Others include the Natural History Museum of Utah, one of the most popular destinations for residents and tourists, which will help kids craft their own spider, ant, bumblebee, dragonfly or other insect species. Wooden beads and color pipe cleaners will be available so kids can animate their crafts.
Tracy Aviary, the country’s oldest and largest bird park in a city, will give participants supplies to create pipe cleaner finger puppets while learning about pollinators and their valuable role in the ecosystem. The Utah Museum of Contemporary Art, marking more than 88 years on the local art scene, will help kids create Filter Flitters based on dragonflies and butterflies, using colorful tissue paper, coffee filters, clothes pins and eyes. And, the Utah Museum of Fine Arts is inviting kids to make their own version of the ancient Egyptian amulets that were in the form of stone scarabs and were worn as a sign of security and protection. Mummies were typically buried with scarabs placed on their ribcage to protect their hearts.

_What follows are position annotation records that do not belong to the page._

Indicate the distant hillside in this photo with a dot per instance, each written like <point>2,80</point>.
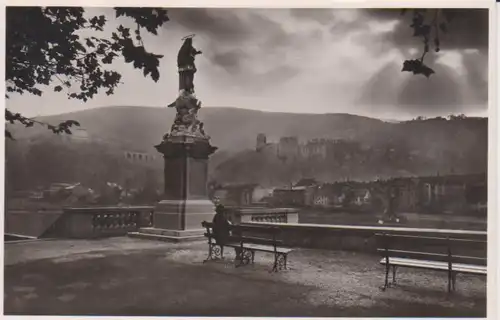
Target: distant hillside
<point>231,129</point>
<point>438,145</point>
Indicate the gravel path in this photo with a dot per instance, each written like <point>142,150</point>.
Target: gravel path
<point>123,276</point>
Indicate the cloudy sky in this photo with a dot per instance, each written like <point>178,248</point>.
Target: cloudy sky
<point>303,60</point>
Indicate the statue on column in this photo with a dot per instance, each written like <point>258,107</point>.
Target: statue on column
<point>187,105</point>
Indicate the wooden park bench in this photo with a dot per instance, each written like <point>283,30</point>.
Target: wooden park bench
<point>451,254</point>
<point>246,240</point>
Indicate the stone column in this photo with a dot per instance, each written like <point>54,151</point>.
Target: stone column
<point>185,201</point>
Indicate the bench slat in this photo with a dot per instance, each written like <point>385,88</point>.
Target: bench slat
<point>259,247</point>
<point>436,265</point>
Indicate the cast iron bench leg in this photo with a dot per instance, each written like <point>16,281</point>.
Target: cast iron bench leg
<point>394,275</point>
<point>386,284</point>
<point>453,280</point>
<point>209,257</point>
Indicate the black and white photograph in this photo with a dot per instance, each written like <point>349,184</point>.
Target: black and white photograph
<point>186,161</point>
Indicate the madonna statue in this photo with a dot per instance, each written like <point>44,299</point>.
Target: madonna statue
<point>185,63</point>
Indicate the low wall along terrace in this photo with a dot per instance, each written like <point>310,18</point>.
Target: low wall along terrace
<point>101,221</point>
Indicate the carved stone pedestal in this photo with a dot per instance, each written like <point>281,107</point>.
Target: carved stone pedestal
<point>185,203</point>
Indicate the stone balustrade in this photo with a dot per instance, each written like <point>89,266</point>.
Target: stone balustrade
<point>262,214</point>
<point>94,222</point>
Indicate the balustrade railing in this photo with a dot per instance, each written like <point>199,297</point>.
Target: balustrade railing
<point>103,221</point>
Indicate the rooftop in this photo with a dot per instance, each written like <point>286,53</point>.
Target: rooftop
<point>124,276</point>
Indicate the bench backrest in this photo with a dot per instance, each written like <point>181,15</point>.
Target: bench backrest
<point>265,235</point>
<point>450,249</point>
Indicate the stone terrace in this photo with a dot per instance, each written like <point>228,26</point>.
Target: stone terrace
<point>124,276</point>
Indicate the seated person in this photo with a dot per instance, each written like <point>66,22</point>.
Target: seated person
<point>221,226</point>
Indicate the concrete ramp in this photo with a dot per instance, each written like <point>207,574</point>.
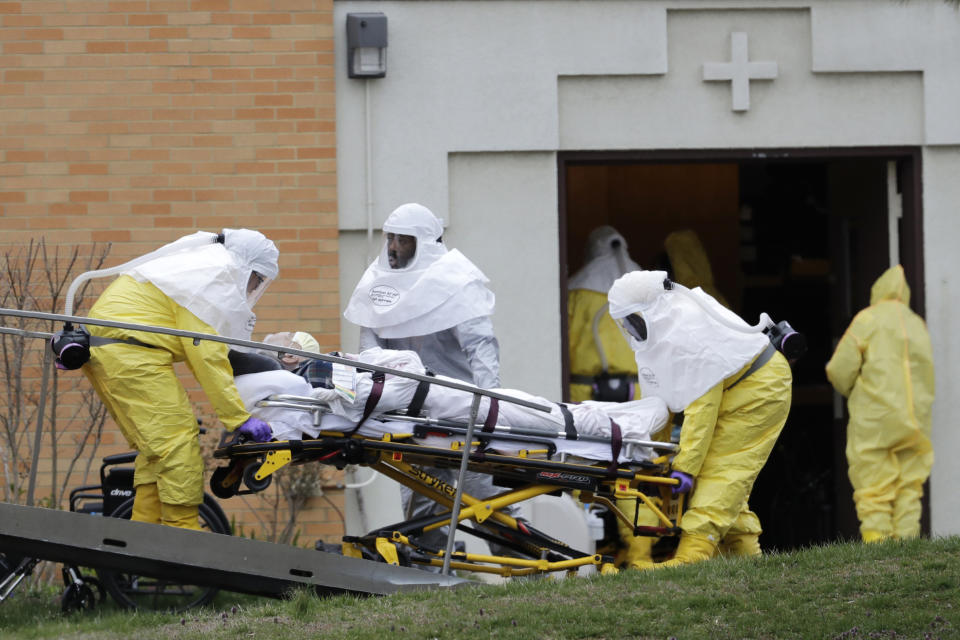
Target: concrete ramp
<point>197,557</point>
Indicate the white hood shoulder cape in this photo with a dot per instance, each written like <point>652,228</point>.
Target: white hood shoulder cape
<point>210,280</point>
<point>438,290</point>
<point>607,260</point>
<point>687,351</point>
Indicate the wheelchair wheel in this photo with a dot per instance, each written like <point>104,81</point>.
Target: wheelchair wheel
<point>78,597</point>
<point>250,479</point>
<point>133,591</point>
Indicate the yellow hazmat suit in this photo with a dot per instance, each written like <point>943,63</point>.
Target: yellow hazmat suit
<point>597,345</point>
<point>140,389</point>
<point>205,283</point>
<point>883,364</point>
<point>582,308</point>
<point>727,436</point>
<point>734,391</point>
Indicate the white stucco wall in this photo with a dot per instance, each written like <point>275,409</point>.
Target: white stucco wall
<point>480,96</point>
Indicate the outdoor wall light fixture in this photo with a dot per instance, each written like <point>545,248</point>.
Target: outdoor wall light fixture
<point>366,45</point>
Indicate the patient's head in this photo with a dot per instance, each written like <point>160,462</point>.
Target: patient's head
<point>294,340</point>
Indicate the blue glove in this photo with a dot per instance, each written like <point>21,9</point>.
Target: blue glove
<point>686,482</point>
<point>256,429</point>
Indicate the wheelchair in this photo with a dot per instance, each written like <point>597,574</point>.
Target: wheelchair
<point>113,497</point>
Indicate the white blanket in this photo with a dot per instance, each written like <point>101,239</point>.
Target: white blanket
<point>638,419</point>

It would not be the Art Yard without the instrument petting zoo, sponsored by the Summerhays Music Center, one of the most popular perennial features.
In previous years, Fear No Film’s kids short film programs were screened in the Art Yard but they will take place this year in the City Library Auditorium.
However, Wordfest is adding two literary arts activities to the venue. Each daily, between 1 p.m. and 4 p.m., Rock Canyon Poets will be on hand to help kids write their own poems about insects and display it in the Art Yard. On Thursday, June 20, Christian McKay Heidicker, the author of Scary Stories for Young Foxes, will read tales from the 320-page book daily at various times in the Art Yard. The book’s official release is slated for July so young Utah audiences are getting an early sample of the various tales Heidicker has included.
In addition, the festival has a toddler zone, with activities suitable for children under the age of 4, along with booths for face painting and airbrush tattoos, available for a nominal fee.